The advantages of a black box legal approach is its practicality. Judges don't have to understand the intricacies of technology in order to decide legal questions. Technical processes are opaque for business reasons, too. But perhaps more importantly, a black-box approach to copyright law means that engineers can't use clever hacks to get around copyright.

The danger of the black box is that it pretends that technology doesn't matter, that code isn't law. Copyright law is rooted in technology, that of the printing press, and turning it into an abstraction that can also govern digital media wile ignoring what goes on behind the curtain is a dubious project. A complex enterprise like Google Books is a long journey from inception to delivery. Imagine if highway safety was addressed by regulating total travel times.
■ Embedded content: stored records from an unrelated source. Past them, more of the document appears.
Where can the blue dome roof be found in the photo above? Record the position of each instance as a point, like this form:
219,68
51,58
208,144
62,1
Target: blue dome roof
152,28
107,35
Does it make sense to regulate a new technology like airplane travel in the same way?

Perhaps there ought to be a fifth factor in fair use analyses of systems more complex than a printing press. In addition to the usual four factors, Judges could also be weighing whether the steps involved in accomplishing a fair use would stand under their own 4 factor analysis. In the Google Books case, the analysis could have incorporated a weighing of the scanning operation by itself. Similarly, Aereo's meticulous adherence to legal means could weigh in favor of a fair-use determination.

My worry is that in other situations, perhaps with technologies we haven't imagined yet, the black box legal approach will end up with very wrong technical results. And then we'll be stuck, waiting for Congress to fix things. Look at what's happening as digital surveillance collides with crypto-security. There, the courts have uniformly refused to look inside the black box of the NSA, and the results may end up being disastrous.

(Gary Price has a thorough opinion round-up at Infodocket.)